On the advice of a friend, who had joined me this past Wednesday for the opening night of the last of the three next@90 programs currently being presented by the San Francisco Ballet (SFB), I spent part of this morning watching the Dance in America video of the New York City Ballet performing George Balanchine’s “Stravinsky Violin Concerto.” The high point of the SFB evening was the final selection on the program, Yuri Possokhov’s “Violin Concerto,” which he described as bringing “fresh eyes” to choreographing Stravinsky’s concerto. Watching the Balanchine version, I quickly realized how much work must have gone into Possokhov’s achievement; but I also realized that each version had its own distinctive merits.
George Balanchine plays with geometry (beyond semaphore signals) in his “Stravinsky Violin Concerto (screen shot from the Dance in America video being discussed)
In Balanchine’s case many of those merits were retrospective. In my early days of writing about his choreography, I provoked both friends and colleagues with my observations of that choreographer’s interest in semaphore signals. I never meant this to be pejorative. Many of Balanchine’s “abstract” ballets owe much to a keen sense of geometry, and semaphore signals can be taken as a physical realization of basic geometric patterns.
However, there is much more to “Stravinsky Violin Concerto” than nods to semaphore signals, explicit or implicit. Of much greater importance is the wit that Balanchine brought to so many of the works he created. In a ballet like “Apollo,” that wit is low-key and worthy of a sly chuckle or two. On the other hand there is “Rubies,” the second of the three Jewels ballets.

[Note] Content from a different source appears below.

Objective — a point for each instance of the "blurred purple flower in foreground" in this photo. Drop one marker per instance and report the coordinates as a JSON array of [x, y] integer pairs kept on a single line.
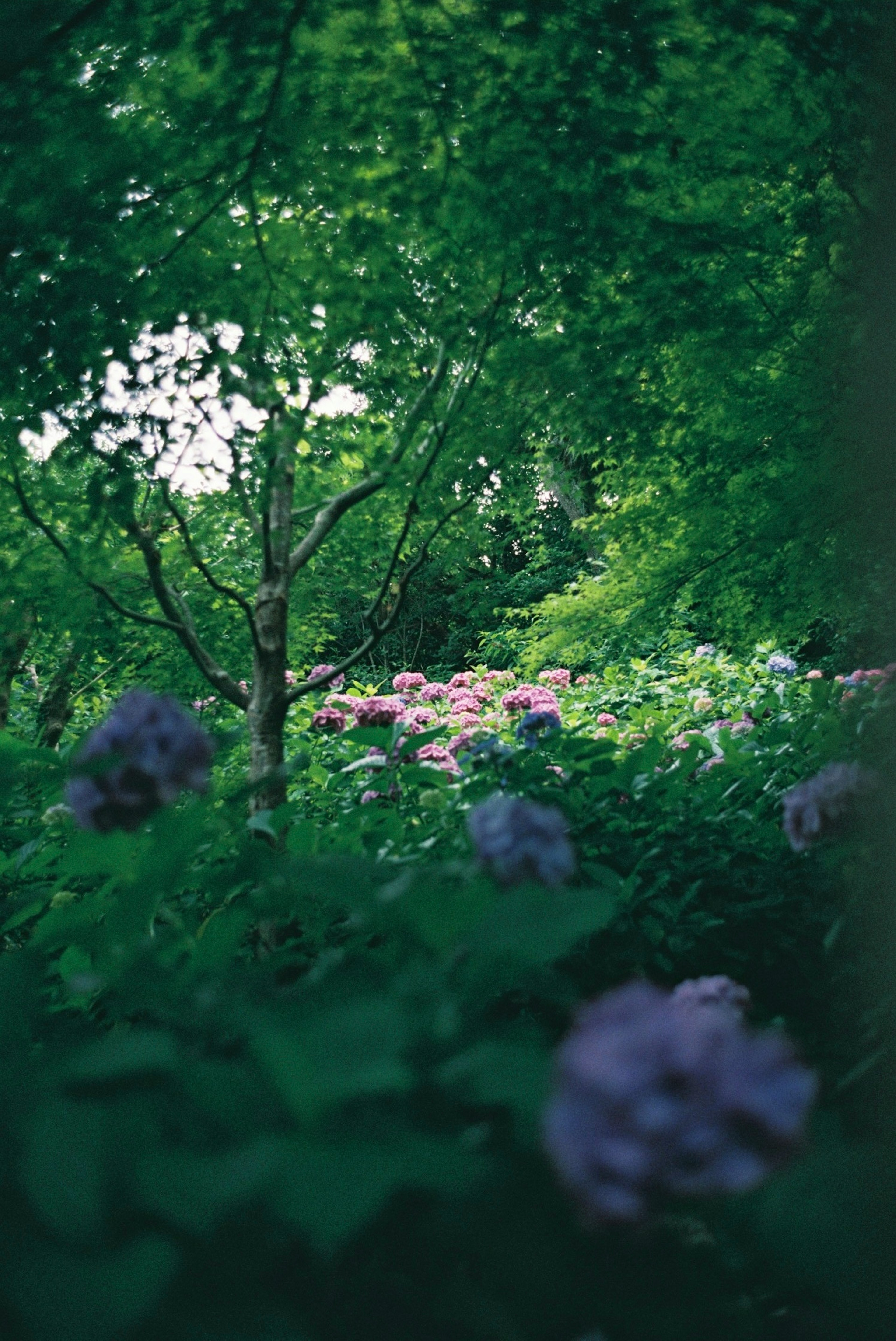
[[336, 683], [721, 992], [823, 805], [520, 840], [654, 1097], [155, 750]]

Last Wednesday I offered that ballet as a source of “some of Balanchine’s sassiest moves;” but, truth be told (as they say), Balanchine was never shy about letting his sassiness get raucous. In that context “Stravinsky Violin Concerto” can be seen as a successor to “Rubies,” taking that “rhetoric of raucousness” to the next level. When I watched the Dance in America video, my laughs were loud enough that my wife in the next room wanted to know what I was doing.
In the War Memorial Opera House, on the other hand, I did not hear any laughter or even concealed snickers. Yes, there was, as I wrote on Wednesday, “ample room for belly laughs;” but the prevailing spirit in the house was not inclined in that direction. Furthermore, in my side-by-side viewing, I would say that Possokhov was inclined to a more subtle sense of humor, while Balanchine like to tickle the funny-bone by packing both classical tradition and show-biz hoofing into the same body. (“Rubies” is best interpreted as a crew of Vegas hoofers that happened to have blundered their way into a classical ballet company.)